Tomboy pourrait se résumer à sa première très belle séquence. On dirait l’été. Les rayons du soleil transpercent le dessin offert par les branches d’arbres, une sensation de vitesse synonyme de liberté comme d’appréhension de l’impact. Une main tente d’attraper on le croit quelque chose. En fait c’est un enfant qui fait mine de voler, on y voit sa nuque dégagée par des cheveux courts que la vitesse et le vent viennent chambouler. C’est déjà un voyage comme mouvement transitionnel. Premier jeu de dupe opéré puisque nous n’assistons pas à un départ en vacances mais à celui d’un déménagement, ou à celui qui suit le déménagement, qui clôt la transition, qui passe définitivement à l’étape suivante. Il n’est plus question de rupture du quotidien mais de son déplacement. Le déplacement peut aussi être un jeu, pourquoi ne serait-ce réservé à la rupture comme départ en vacances. Ainsi dès le premier instant où l’on voit le père et l’enfant dans le même plan, l’un est sur les genoux de l’autre, fait comme s’il conduisait et tous deux rient beaucoup. L’aspect ludique a dépassé le stade théorique, il s’est immiscé dans le récit.
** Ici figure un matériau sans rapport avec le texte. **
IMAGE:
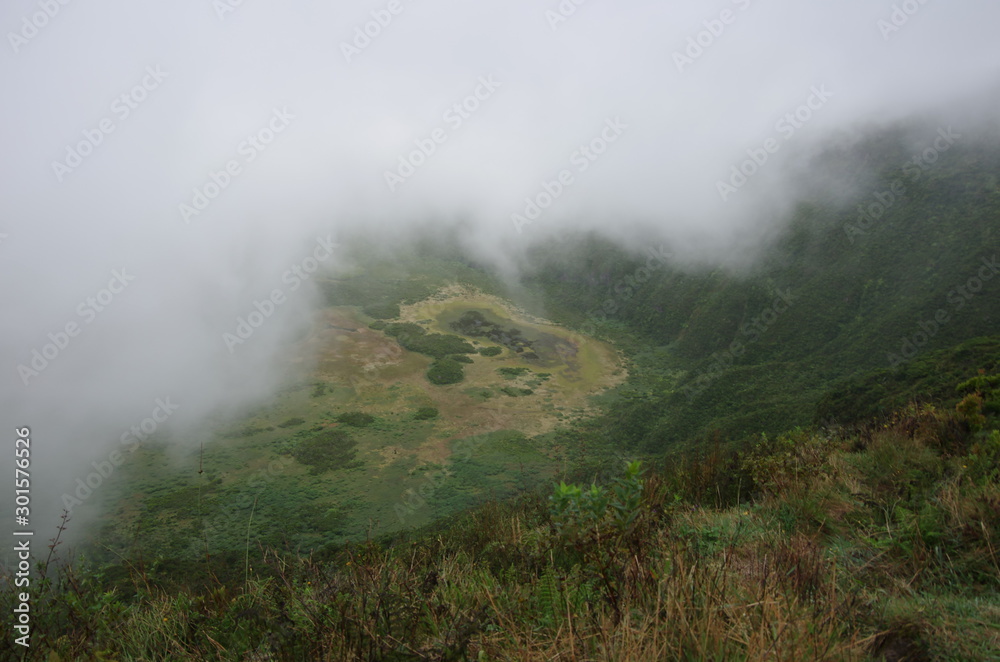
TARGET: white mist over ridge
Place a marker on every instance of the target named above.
(206, 149)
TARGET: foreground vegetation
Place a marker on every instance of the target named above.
(876, 543)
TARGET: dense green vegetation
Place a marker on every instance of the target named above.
(874, 544)
(445, 371)
(820, 467)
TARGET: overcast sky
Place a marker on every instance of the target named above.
(171, 162)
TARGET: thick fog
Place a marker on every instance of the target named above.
(168, 167)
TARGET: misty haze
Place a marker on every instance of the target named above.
(569, 329)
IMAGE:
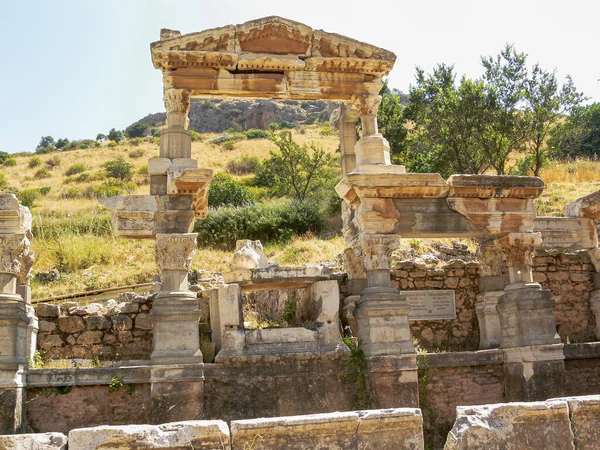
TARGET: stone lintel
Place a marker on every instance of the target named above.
(494, 186)
(588, 206)
(568, 233)
(276, 277)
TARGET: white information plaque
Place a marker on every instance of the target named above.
(430, 305)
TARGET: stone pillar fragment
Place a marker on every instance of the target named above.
(175, 311)
(382, 312)
(491, 287)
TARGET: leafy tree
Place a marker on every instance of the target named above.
(118, 168)
(547, 103)
(136, 129)
(116, 135)
(506, 127)
(296, 170)
(448, 122)
(46, 145)
(391, 122)
(61, 143)
(579, 135)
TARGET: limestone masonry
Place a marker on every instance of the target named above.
(340, 363)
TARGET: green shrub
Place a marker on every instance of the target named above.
(27, 197)
(41, 174)
(243, 166)
(137, 153)
(224, 191)
(75, 169)
(111, 188)
(196, 137)
(118, 168)
(136, 129)
(34, 162)
(229, 145)
(267, 222)
(257, 134)
(3, 182)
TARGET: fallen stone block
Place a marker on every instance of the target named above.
(41, 441)
(532, 426)
(378, 429)
(585, 420)
(199, 435)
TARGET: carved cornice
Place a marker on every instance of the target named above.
(177, 101)
(377, 250)
(175, 251)
(15, 255)
(518, 248)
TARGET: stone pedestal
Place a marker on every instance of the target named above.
(382, 311)
(527, 318)
(534, 372)
(175, 310)
(174, 401)
(488, 319)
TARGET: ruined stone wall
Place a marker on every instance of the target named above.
(569, 276)
(450, 335)
(112, 331)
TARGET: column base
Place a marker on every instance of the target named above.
(175, 328)
(527, 318)
(177, 393)
(534, 373)
(382, 322)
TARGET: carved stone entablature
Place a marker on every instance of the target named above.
(353, 263)
(177, 101)
(518, 248)
(175, 251)
(365, 105)
(15, 254)
(377, 250)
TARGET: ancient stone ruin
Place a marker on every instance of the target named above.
(505, 318)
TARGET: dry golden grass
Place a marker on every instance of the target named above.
(91, 262)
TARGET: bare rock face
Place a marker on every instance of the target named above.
(535, 425)
(41, 441)
(199, 435)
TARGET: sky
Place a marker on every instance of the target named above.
(76, 68)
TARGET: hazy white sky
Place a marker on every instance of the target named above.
(75, 68)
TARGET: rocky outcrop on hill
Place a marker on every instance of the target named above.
(218, 115)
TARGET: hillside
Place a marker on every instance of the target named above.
(73, 233)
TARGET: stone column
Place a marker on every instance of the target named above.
(177, 378)
(491, 287)
(348, 138)
(534, 366)
(175, 310)
(372, 149)
(382, 311)
(595, 295)
(14, 323)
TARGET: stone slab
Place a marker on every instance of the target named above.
(431, 305)
(200, 434)
(378, 429)
(37, 441)
(285, 277)
(536, 425)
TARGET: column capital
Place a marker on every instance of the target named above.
(175, 251)
(365, 105)
(376, 250)
(518, 247)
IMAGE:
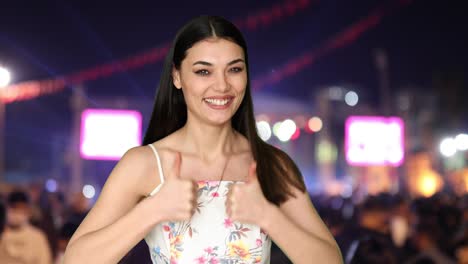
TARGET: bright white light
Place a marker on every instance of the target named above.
(276, 127)
(373, 140)
(448, 147)
(351, 98)
(51, 185)
(5, 77)
(461, 141)
(264, 130)
(89, 191)
(106, 134)
(286, 130)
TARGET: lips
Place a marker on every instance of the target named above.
(219, 102)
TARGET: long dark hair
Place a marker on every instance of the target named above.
(275, 170)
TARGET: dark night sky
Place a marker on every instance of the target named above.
(55, 38)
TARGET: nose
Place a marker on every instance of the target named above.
(222, 83)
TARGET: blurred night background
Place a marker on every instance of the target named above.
(399, 197)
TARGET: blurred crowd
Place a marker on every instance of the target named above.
(36, 225)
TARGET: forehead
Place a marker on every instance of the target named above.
(214, 50)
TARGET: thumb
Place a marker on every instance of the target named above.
(175, 172)
(252, 177)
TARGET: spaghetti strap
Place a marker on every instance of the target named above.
(161, 175)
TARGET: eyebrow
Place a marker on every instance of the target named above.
(209, 64)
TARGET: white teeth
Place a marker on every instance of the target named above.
(217, 101)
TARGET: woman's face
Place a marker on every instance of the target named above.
(213, 79)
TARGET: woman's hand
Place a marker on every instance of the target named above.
(246, 202)
(177, 198)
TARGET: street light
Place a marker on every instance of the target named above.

Puis c’est au détour d’une rencontre que ce jeu se poursuit. L’enfant suit un groupe d’enfants de son âge et fait la connaissance de Lisa qui choisit d’elle-même l’identité – le sexe – de son voisin : « T’es nouveau ? Comment tu t’appelles ? ». Nous n’avions jusqu’ici, spectateurs, aucun moyen de répondre à cette question. Un petit garçon, une petite fille, qu’importe. Nous venions d’assister à une intimité familiale qui dépassait la simple pensée de ce questionnement puisque Céline Sciamma s’était bien gardée de mettre complètement en avant ce personnage, préférant filmer le foyer comme entité avant tout et non dans ses individualités. Et peut-être par simple convention du regard nous étions nous fait à l’idée que cet enfant était un garçon, difficile d’en être certain une fois le pot aux roses dévoilé. Lorsque l’enfant prétend s’appeler Michaël nous ne décelons rien, c’est uniquement quelques séquences plus tard, lors du bain que nous découvrons sa nudité et que l’on entend son prénom via l’appel de sa mère que Michaël est en fait Laure, une fille. Le jeu de dupes se poursuit donc et le film a le mérite de nous mettre face à nos préjugés.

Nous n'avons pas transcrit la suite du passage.